Large language models are increasingly used for code generation, but many generated programs fail to compile, a prerequisite for further correctness checks such as unit tests. Existing solutions for repairing static errors are costly in both latency and token consumption. Post-hoc repair delays error detection until generation completes and commonly regenerates large regions of previously valid code. Constrained semantic decoding checks after each token, incurring per-token overhead while limiting repair to the current token even when the root cause lies earlier. We present Hydra, a system for efficient recovery from static errors during code generation. Hydra allows checking to proceed asynchronously with generation, avoiding checker overhead when the generated code is semantically correct. In addition, it provides checkpoint-and-rollback support for targeted repair, avoiding regeneration and rechecking of valid prefixes. We retrofit the Clang C/C++ compiler to support Hydra with modest modifications. Paired with a token-efficient repair strategy, Hydra reduces latency by up to 71% and token consumption by up to 70% relative to post-hoc repair on C/C++ code generation tasks that encounter static errors.

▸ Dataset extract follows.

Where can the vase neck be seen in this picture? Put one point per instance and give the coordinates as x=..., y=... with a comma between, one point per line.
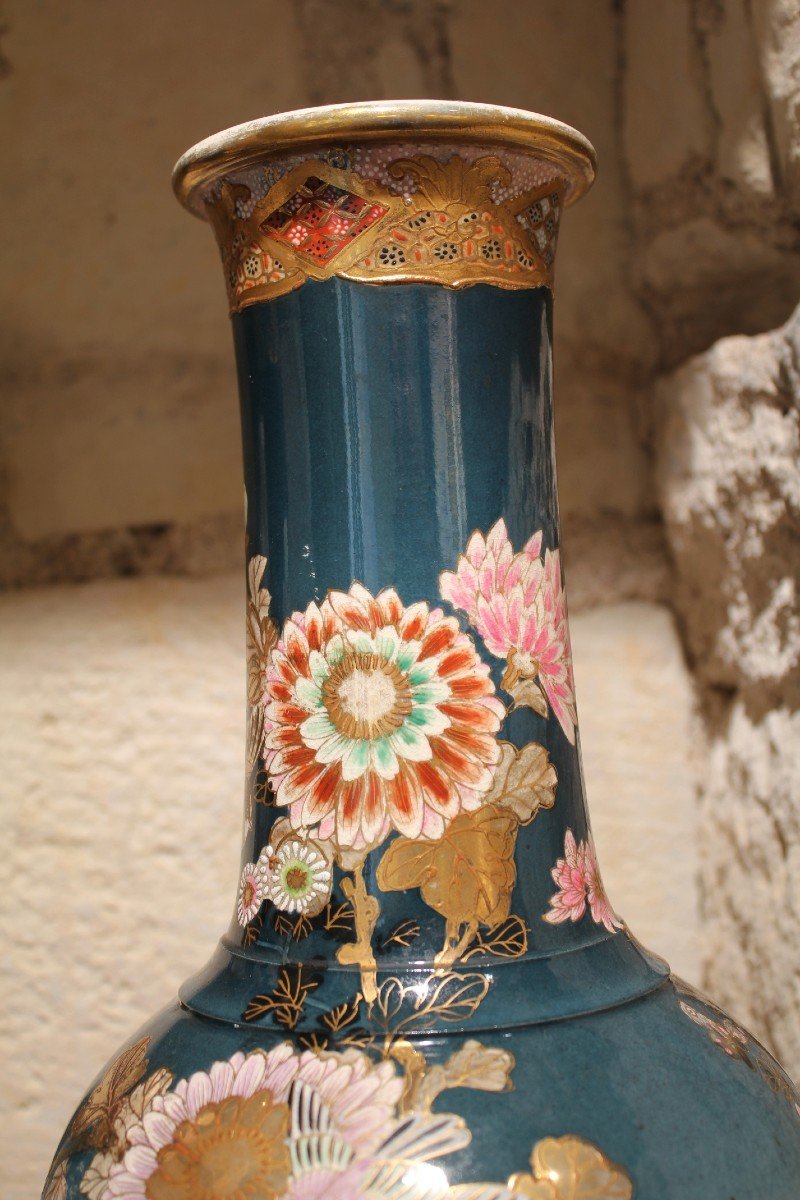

翻译：大语言模型越来越多地被用于代码生成，但许多生成的程序无法通过编译，而编译是通过单元测试等进一步正确性检查的先决条件。现有修复静态错误的方案在延迟和令牌消耗方面成本高昂。事后修复（Post-hoc repair）将错误检测延迟至生成完成后，且通常需重新生成大量先前有效的代码。约束性语义解码在每个令牌后进行检查，引发每令牌开销，同时即使根本原因出现在更早位置，也仅限制修复当前令牌。我们提出Hydra系统，用于在代码生成过程中高效恢复静态错误。Hydra允许检查与生成异步进行，从而在生成代码语义正确时避免检查器开销。此外，它提供针对性的检查点与回滚（checkpoint-and-rollback）支持，避免重新生成和重新检查有效前缀。我们通过适度修改，为Clang C/C++编译器适配Hydra。结合令牌高效的修复策略，在遇到静态错误的C/C++代码生成任务中，相比事后修复，Hydra将延迟降低高达71%，令牌消耗降低高达70%。